Nereden başlasam bilemedim aslında..
Biraz sıkıldım hayattan, biraz mı(epeyce)? Sustum, olmadı; izledim, olmadı; ağladım, olmadı. Bu arada hep yazdım. Sıkılmadım, sadece bundan! Tek başıma kaldım, yaptıklarımdan pişman olmadım.
Kendimi suçlamadım, yaptığım bir şey yoktu çünkü.
Sadece sevmek istedim, gerçekten sevilmek. Gözlerimde onu görmeyi...
Neredeydi o?
Karşıma çıkmış mıydı?
Ben görememiştim belki de, çıkmamış da olabilirdi...
Zamanı mı kolluyordu, ona sunacağım fırsatı?
Sorun da buydu ya zaten! Fırsat vermemem de...
Kendime şans tanımıyorum ki, karşımdakine he! diyeyim.

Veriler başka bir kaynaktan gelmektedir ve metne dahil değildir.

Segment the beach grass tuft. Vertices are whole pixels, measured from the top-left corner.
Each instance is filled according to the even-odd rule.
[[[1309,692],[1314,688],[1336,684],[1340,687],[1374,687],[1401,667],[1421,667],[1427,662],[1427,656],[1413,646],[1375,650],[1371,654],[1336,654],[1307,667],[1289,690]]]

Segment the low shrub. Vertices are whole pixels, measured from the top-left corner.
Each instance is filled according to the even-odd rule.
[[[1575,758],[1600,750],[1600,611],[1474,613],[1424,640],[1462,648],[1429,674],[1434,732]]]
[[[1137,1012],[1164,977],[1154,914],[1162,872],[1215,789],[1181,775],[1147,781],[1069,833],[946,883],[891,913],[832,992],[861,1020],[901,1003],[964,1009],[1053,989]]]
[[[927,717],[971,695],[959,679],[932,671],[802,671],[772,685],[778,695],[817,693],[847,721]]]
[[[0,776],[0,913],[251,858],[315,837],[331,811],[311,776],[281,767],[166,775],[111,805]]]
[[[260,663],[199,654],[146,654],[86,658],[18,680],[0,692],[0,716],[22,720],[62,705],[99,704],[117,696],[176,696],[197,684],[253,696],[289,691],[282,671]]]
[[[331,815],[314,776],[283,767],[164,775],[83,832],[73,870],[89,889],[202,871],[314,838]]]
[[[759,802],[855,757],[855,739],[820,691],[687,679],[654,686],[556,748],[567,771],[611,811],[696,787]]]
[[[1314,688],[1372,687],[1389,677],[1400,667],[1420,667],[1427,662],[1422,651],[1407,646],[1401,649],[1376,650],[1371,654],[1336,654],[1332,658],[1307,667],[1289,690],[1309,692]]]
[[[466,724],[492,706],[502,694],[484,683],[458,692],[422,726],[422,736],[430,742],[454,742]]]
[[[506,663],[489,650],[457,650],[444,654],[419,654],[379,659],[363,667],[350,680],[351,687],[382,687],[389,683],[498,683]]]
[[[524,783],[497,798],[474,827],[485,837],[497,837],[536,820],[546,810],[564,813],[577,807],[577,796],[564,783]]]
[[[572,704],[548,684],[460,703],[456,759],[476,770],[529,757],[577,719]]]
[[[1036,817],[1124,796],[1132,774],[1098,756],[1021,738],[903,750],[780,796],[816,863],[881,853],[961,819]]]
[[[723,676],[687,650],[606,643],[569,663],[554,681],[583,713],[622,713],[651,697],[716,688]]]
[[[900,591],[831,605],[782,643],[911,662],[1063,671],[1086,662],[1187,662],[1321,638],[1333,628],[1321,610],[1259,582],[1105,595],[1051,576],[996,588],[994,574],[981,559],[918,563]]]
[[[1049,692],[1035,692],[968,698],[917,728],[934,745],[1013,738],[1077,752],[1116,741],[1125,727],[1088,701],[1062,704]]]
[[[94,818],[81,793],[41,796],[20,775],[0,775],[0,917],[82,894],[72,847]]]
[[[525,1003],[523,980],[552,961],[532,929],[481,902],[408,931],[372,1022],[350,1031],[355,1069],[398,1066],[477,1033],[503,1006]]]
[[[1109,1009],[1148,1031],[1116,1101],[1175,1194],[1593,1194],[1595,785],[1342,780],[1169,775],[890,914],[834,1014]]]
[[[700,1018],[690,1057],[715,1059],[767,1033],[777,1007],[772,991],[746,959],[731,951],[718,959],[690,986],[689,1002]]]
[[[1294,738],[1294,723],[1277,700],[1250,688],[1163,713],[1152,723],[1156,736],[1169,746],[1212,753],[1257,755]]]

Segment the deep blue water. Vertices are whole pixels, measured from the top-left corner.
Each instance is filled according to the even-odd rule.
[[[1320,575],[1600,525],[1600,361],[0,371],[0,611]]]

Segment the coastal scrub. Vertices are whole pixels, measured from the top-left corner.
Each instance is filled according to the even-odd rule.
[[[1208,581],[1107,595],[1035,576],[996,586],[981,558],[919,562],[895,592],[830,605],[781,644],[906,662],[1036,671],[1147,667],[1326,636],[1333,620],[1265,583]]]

Ama tabularımı birbir yıkıyorum, bu da onlardan bir tanesi.
Aşk'tan korkulmaz ki.
Sevmeye baksana, sevilmeye.
Mutlu olmanın zevkine varsana, duygularında olmasına, kalbine dokunmasına.. Ellerinin sıcaklığı ile gözlerinin içindeki Sen'i çıkarmasına, biz yapmasına izin versene.
Ne duruyorsun?
Yık tabularını, aç kalbini.. ki sende sevebilesin.